AN INQUEST into the circumstances of missing Corrie McKeague may never resolve how he vanished, a court heard today.
The mystery surrounding the disappearance of the RAF airman may never be solved, but a pre-inquest review has heard that it is “most likely” that he died after sleeping in a bin.
Corrie, 23, vanished after going out drinking with colleagues in Bury St Edmunds, Suffolk, back in September 2016.
His body has never been found, and he was last seen on CCTV entering a bin loading area behind a row of shops after boozing.
Despite a multi-million pound investigation, which included two separate searches of a landfill site in Milton, Cambridgeshire, no trace of the airman has ever been found.
The investigation was passed to cold case detectives in March 2018 but Corrie was never found.
Despite the lack of a body Suffolk Coroner’s Court today confirmed that a full inquest will open into his death next year.
A pre-inquest hearing heard that crucial evidence will revolve around a Biffa bin lorry collection from a Greggs store in Bury.
It is thought that Corrie could have been inside a large industrial bin which was removed from the site and taken to landfil.
Suffolk Police has maintained that the “most likely” scenario was that Corrie got into a bin and was emptied into a Biffa lorry before consequently ending up in the waste process.
Peter Taheri, counsel to the inquest, told a hearing in Ipswich that Chief Superintendent Marina Ericson of Suffolk Police had prepared a "statement on alternative hypotheses".
The witness statement, which he described as "30 pages or so" in length, was put together to show what police had considered.
Today’s hearing came just days after Corrie's dad said his beloved son’s disappearance had left him "utterly broken".
Last Friday marked five years since the RAF gunner was last seen in Bury St Edmunds following a night out in the town.
Corrie was stationed at RAF Honington – which is located around 11 miles from Bury.
It's not got any easier, as a matter of fact, it's got a whole lot worse
His dad, Martin McKeague, said the past five years have been "horrendous" and insisted dealing with the disappearance of his son has got harder in time.
He said: "I'm just as devastated as I was when I first found out my son was missing.
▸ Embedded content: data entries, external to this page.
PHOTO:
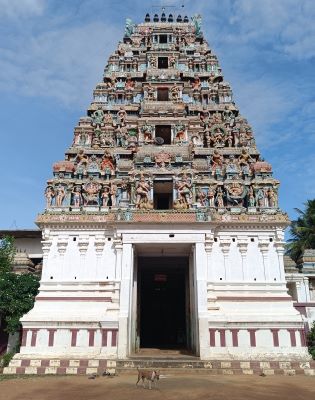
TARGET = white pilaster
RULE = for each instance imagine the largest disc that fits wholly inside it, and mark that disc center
(263, 245)
(125, 299)
(225, 247)
(242, 244)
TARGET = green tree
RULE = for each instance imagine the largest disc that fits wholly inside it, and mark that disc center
(17, 292)
(7, 252)
(302, 231)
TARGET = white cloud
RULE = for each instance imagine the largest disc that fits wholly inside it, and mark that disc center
(21, 8)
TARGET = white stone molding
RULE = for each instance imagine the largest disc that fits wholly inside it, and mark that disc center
(118, 246)
(209, 240)
(225, 244)
(62, 245)
(279, 246)
(242, 244)
(263, 244)
(46, 245)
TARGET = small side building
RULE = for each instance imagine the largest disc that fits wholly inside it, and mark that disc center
(300, 279)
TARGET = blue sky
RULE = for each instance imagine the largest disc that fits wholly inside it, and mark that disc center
(53, 52)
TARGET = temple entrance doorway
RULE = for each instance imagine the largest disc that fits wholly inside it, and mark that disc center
(163, 306)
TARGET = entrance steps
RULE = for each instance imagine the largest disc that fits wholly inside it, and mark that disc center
(167, 366)
(196, 366)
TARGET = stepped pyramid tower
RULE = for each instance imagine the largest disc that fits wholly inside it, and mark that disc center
(162, 227)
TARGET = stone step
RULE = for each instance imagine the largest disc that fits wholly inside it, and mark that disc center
(81, 366)
(222, 371)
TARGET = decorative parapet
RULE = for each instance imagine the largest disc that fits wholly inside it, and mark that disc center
(161, 216)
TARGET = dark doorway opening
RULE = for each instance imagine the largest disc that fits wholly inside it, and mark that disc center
(162, 94)
(165, 132)
(162, 201)
(163, 195)
(163, 302)
(162, 62)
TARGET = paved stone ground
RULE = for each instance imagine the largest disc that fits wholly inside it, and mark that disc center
(170, 387)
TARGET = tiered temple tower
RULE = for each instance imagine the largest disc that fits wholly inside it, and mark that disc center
(162, 227)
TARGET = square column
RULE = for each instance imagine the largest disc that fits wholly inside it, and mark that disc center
(125, 300)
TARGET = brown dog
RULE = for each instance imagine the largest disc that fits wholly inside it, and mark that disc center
(148, 375)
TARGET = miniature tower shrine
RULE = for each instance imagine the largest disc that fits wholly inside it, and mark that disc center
(162, 227)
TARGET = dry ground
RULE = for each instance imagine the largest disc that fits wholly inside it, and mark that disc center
(185, 387)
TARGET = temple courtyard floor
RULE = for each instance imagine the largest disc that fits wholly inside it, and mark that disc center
(184, 387)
"It's been a horrendous five years. It's not got any easier, as a matter of fact, it's got a whole lot worse.
"I miss Corrie every day. I think about Corrie every day. I wish I could put my arms around him.
"I've done what any parent would do in looking for him. I'm utterly broken.
"I just miss him. His laugh, his sense of humour, everything. It really is just a nightmare."
Cops previously said although they remains "open-minded", there is no evidence to suggest any foul play or third party involvement.
They added that has been no corroborated sighting of Corrie and there has been no use of his bank card or passport since his disappearance.
The force also previously said that more than 2,000 hours of CCTV footage had been viewed and Corrie is not seen on any of it.
Investigators deemed it "almost impossible" for Corrie to have left the bin loading area on foot without being seen.
An independent review into Suffolk Police's inquiry concluded a “thorough, methodical and detailed investigation” had been carried out in the search for the airman.
A private investigation firm was hired by Nicola Urquhart, Corrie's mother, but the information which was collected and passed to police brought no new leads.
An inquest into the RAF serviceman's death was opened in November last year ahead of the full inquest next year.
The full inquest is scheduled to take place over three weeks from March 7 to April 1, 2022, at Suffolk Coroner's Court.
A spokesman for Suffolk Constabulary said: "Our thoughts are with Corrie’s family, as they always are, at what must be a particularly difficult time of the year for them.”